I’m ten years old.  My violin teacher has just approved me to start playing a more advanced book of songs.  I am over the freakin’ moon.  I can’t quite contain myself as I say to her, “I’ve actually taught myself some songs from that book.”

She gives me a skeptical, slightly mortified look and says “Have you?  Which song?”  I open the book to the second song and start playing it.  I get really into it, playing it exactly the way it should, in my opinion, be played, and finish beaming.  “So, we can skip that one, right?” I ask, thinking I know the answer.

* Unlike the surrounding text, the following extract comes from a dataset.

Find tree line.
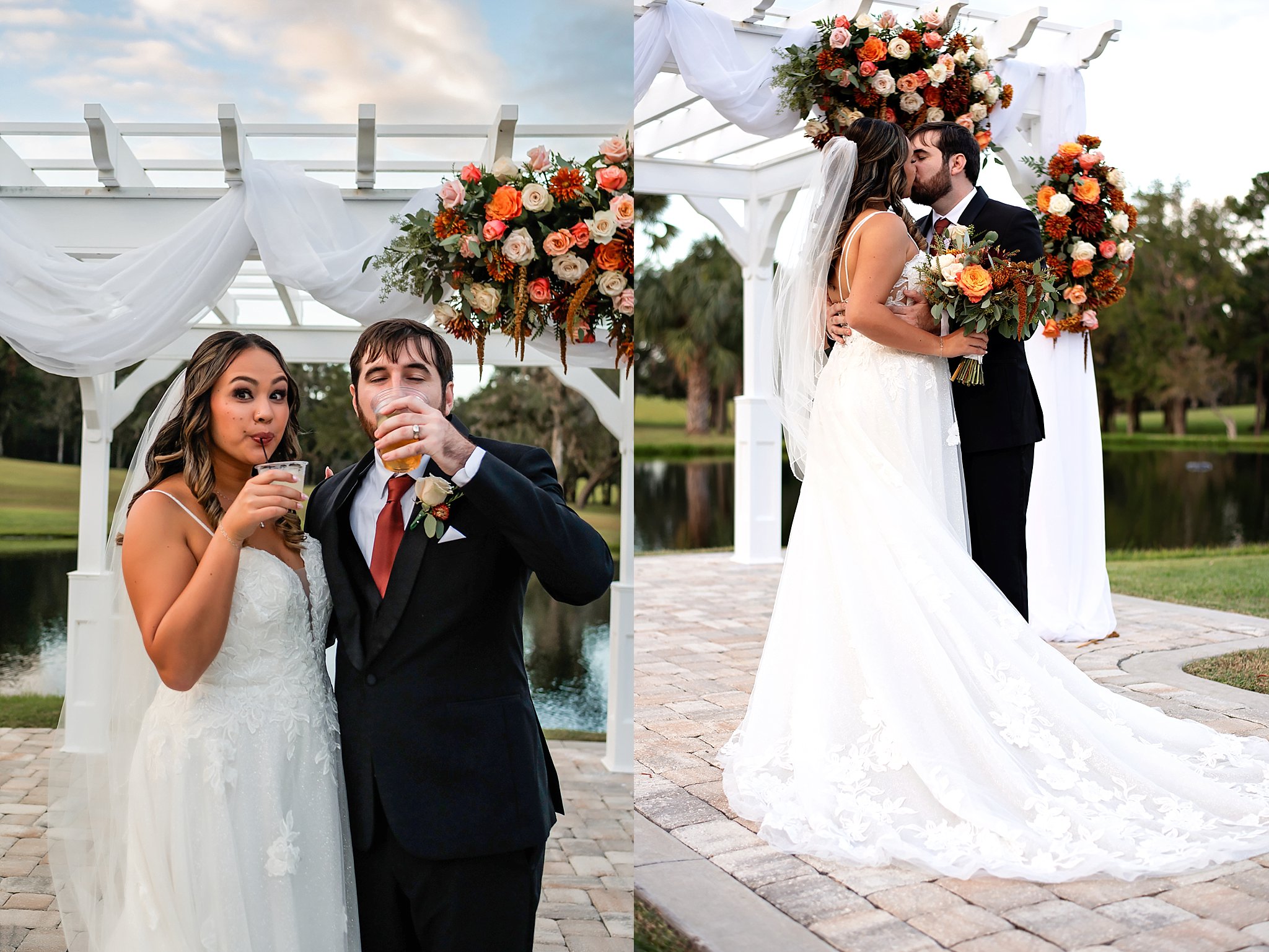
[636,173,1269,438]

“Well, actually, you learned that all wrong,” my teacher says as my heart sinks, “I mean, you made up all these rhythms that are wrong, you made up fingerings, you hit none of the notes right.”  I’m now looking at my feet, feeling embarrassed and rather stupid.

***

“So, it goes G, C, E minor, D,” says my friend Dat, the kid that can play pretty much any instrument you want him to (except banjo, although I suspect it’s because I always tell him to learn it), “You only need to learn those four chords, keep to the beat, and we’ll be fine.”

It was May, and my band and I, all sixteen years old, were rehearsing for my brother’s graduation party, which was taking place the following month.  Our “band” basically consisted of Dat playing guitar, our friend Nicole singing, and me playing cello.  But, when you’re going to play for a celebratory event, like a graduation party, there are not a whole lot of “happy” or upbeat songs you can play with just voice, cello, and guitar.  We needed to add drums (which Dat could play) because most of those “happy” songs all required the use of drums.  Either I was going to learn to play drums, or I was going to have to learn to play guitar (I don’t think it ever occurred to us that Nicole could learn to play guitar, something she did a year later).  I chose the latter, knowing I could never get the hang of the drums in time.

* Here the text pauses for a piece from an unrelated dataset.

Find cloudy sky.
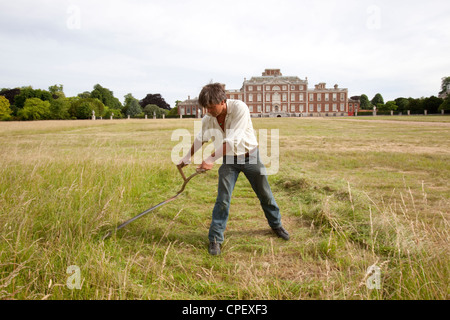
[0,0,450,107]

“It’s really not that bad, Phil,” Dat continued exasperatedly, pointing to the many charts and diagrams he drew to teach me the chords, “you can handle this.  After this, you never have to play the guitar ever again.”

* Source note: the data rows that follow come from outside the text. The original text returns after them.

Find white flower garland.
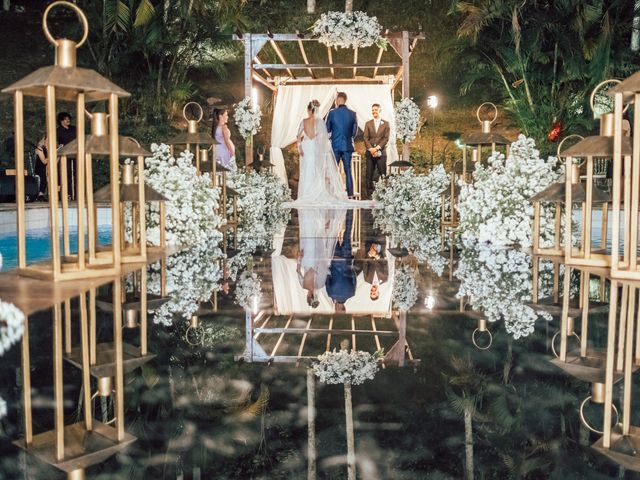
[458,135,559,247]
[393,265,418,312]
[312,349,382,385]
[373,165,449,275]
[311,11,387,48]
[455,242,552,339]
[0,300,24,355]
[393,98,421,143]
[236,271,262,310]
[145,144,223,245]
[233,97,262,139]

“I know,” I said with an edge in my voice.  When people tell me that I don’t have to do something, I tend to do it anyway just to prove them wrong.  So I started practicing those four chords so much that I actually broke a couple guitar strings that week.

But I didn’t stop there; I looked up other chords, and found sheet music for my favorite songs and figured how to play those chords.  Over time, I eventually figured out many different chord progressions, strumming patterns, and how to create different sounds.  I never took any formal guitar lessons, unlike my previous eleven years of being trained classically to play violin and cello.  But once I started playing guitar without any professional guidance, I was not going to stop.

I remember at the beginning of my guitar-playing career thinking “I’m probably doing this all wrong.”  Whenever I practice any of my instruments, I always think back to being ten and feeling the way I did when my teacher berated me for daring not to follow her methods (she actually was not as mean as she sounds).  But I like the fact that I may be holding my guitar the wrong way, that I may not have the right fingers on the right frets, and that my rhythms or strumming patterns could be totally made up.  I like that freedom.  Without any formal guidance, there are no limits to what I can do with my music, which I think has made me more passionate about playing music.  What it comes down to for me is that the music sounds good, and if it does, who cares how you got there.